Characteristics of each disease type in 281 newborns with neonatal-onset mitochondrial disease
| Characteristic | N | |||
| MsMD (n=194), n (%) | LS (n=26), n (%) | CM (n=38), n (%) | HD (n=23), n (%) | |
| Male | 91 (47) | 18 (69) | 17 (45) | 12 (52) |
| Female | 103 (53) | 8 (31) | 21 (55) | 11 (48) |
| Preterm delivery* | 64/175 (37) | 4/21 (19) | 12/29 (41) | 7/20 (35) |
| SGA* | 64/168 (38) | 6/20 (30) | 7/28 (25) | 6/19 (32) |
| Alive† | 108 (56) | 20 (77) | 15 (39) | 12 (52) |
| Deceased (≤28 days after birth)† | 51 (26) | 0 | 9 (24) | 6 (26) |
| Deceased (>28 days after birth)† | 35 (18) | 6 (23) | 14 (37) | 5 (22) |
| Onset (0–1 day after birth)† | 163 (84) | 17 (65) | 33 (87) | 13 (57) |
| Onset (2–28 days after birth)† | 31 (16) | 9 (35) | 5 (13) | 10 (43) |
| Hyperlactataemia (>2.1 mM)*† | 132/146 (90) | 16/20 (80) | 14/20 (70) | 13/17 (76) |
| Diagnosed by biochemical approach | 189 (97) | 24 (92) | 36 (95) | 22 (96) |
| Diagnosed by MRC enzyme activity | 122 (63) | 13 (50) | 26 (69) | 20 (87) |
| C I | 57 (30) | 4 (15) | 10 (27) | 8 (35) |
| C II | 0 | 0 | 0 | 1 (4) |
| C III | 4 (2) | 0 | 2 (5) | 0 |
| C IV | 16 (8) | 4 (15) | 1 (3) | 1 (4) |
| Combined | 45 (23) | 5 (20) | 13 (34) | 10 (43) |
| Diagnosed by OCR‡ | 67 (34) | 11 (42) | 10 (26) | 2 (9) |
| Diagnosed by genetic approach | 5 (3) | 2 (8) | 2 (5) | 1 (4) |
*Number of patients with available information only.

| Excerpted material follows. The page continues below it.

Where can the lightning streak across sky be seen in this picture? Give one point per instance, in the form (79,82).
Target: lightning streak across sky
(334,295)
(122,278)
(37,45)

†There is a significant difference in the multiple comparisons with Fisher’s exact tests using the Bonferroni method among four disease types.
‡No decrease in MRC enzyme activity.
C I, complex I; C II, complex II; C III, complex III; C IV, complex IV; CM, cardiomyopathy; HD, hepatic disease; LS, Leigh syndrome; MRC, mitochondrial respiratory chain; MsMD, multisystem mitochondrial disease; OCR, oxygen consumption rate; SGA, small-for-gestational-age.